The reign is over. After six long years, the legacy of the name “Batten’s Daughter” has perished. I am no longer going to be the trustee given combinations, sub plans, cell phone numbers, passwords or information for others to use at their discretion. I am no longer going to be that girl who knows all the dates, times and locations for every school event. I am no longer going to be called “Batten’s Daughter” because finally, the caboose of the line of Batten sisters is leaving. I reminisce about my four years at Palmetto and laugh because I honestly have no idea how I survived high school being my father’s child.
Shorts to school? Completely out of the question. My father’s opinion on shorts is one of a man’s from the Victorian Era. Sorry that I have extremely long legs and I look like a fool wearing shorts that surpass my fingertips. When I try to tell him that everyone wears shorts to school, I somehow never seem to win the uniform battle.
“That dress is too short. Those heels are too tall. That material is too see-through.” Homecoming season is more of a hassle than an enjoyment. After conquering the obstacle of clothing, I run into the dance itself. I constantly feel the eyes of Dr. Harley, Ms. Dobbs, and my dad watching my every move…or lack thereof because all I feel like doing is just standing there and smiling like a rare animal at the zoo. Even after camouflaging myself in the mosh pit of sweaty students bouncing up and down, I make sure to maintain a 12 inch distance from anyone of the opposite sex, just to avoid the “Who was that boy?” conversation later. I can’t complain though, having my daddy drive me to Homecoming junior year is really one for the memories.
Because my father is an administrator, I need to make amazing grades to maintain his respected reputation, right? Well, I try. People tend to think my dad threatens and emails teachers in order for them to give me good grades, but in reality, my parents have never emailed a single teacher of mine regarding my grades. Just ask my dad what classes I am taking this year and you will be answered with a blank stare. He has more important things to worry about, like making the glass at our school shatterproof.

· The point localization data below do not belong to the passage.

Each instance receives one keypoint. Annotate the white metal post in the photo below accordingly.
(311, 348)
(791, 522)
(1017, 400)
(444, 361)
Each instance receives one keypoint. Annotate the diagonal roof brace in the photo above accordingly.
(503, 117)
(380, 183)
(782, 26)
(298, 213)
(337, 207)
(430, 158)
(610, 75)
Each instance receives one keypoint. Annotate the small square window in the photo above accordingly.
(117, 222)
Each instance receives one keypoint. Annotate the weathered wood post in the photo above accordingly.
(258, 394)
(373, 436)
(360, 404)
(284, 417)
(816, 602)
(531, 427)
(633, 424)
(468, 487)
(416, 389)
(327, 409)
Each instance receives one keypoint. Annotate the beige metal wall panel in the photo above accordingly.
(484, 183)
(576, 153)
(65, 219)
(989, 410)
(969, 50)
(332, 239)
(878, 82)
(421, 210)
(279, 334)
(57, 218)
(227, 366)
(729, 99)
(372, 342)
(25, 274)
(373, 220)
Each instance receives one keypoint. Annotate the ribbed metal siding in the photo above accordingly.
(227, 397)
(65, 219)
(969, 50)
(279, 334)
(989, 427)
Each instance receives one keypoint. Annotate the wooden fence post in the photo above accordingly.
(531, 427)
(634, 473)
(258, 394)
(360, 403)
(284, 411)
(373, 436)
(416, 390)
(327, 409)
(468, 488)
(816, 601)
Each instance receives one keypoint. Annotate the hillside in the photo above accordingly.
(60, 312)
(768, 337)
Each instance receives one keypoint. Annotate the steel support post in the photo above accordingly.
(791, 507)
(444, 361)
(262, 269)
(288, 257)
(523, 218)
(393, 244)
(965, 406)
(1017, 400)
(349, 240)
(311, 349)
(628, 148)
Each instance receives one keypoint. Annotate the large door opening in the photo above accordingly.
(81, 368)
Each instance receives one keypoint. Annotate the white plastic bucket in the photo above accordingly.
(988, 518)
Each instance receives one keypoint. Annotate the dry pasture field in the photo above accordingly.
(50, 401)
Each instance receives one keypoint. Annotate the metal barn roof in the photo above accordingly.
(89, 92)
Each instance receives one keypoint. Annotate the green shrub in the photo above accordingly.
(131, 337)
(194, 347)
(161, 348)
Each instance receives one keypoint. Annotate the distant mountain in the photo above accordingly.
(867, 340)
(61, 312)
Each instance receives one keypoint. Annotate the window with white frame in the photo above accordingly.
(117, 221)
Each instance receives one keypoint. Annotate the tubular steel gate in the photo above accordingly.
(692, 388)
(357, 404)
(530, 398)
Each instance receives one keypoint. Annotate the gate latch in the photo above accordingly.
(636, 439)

I have a secret to reveal. All of my life, I have carried around a diary and a small camera to document every illegal thing my peers have done at parties. When I come home, I show my dad all of my footage just to get everyone in trouble at school the following week. How else would people get in trouble if it weren’t for my intel? Its not like people get caught by security guards or filmed on the school cameras; nope, it’s secretly been me the whole time.
Besides people not knowing my name or teachers using me constantly to run errands, high school under my father’s watch wasn’t all that bad. I was lucky enough to play volleyball for four years with my dad as my number one fan. I was even able to surprise my dad on Valentines Day, his birthday, and even Christmas in the comfort of his workplace. My years at Palmetto as “Batten’s Daughter” were definitely ones for laughs, but I wouldn’t have traded them for anything else.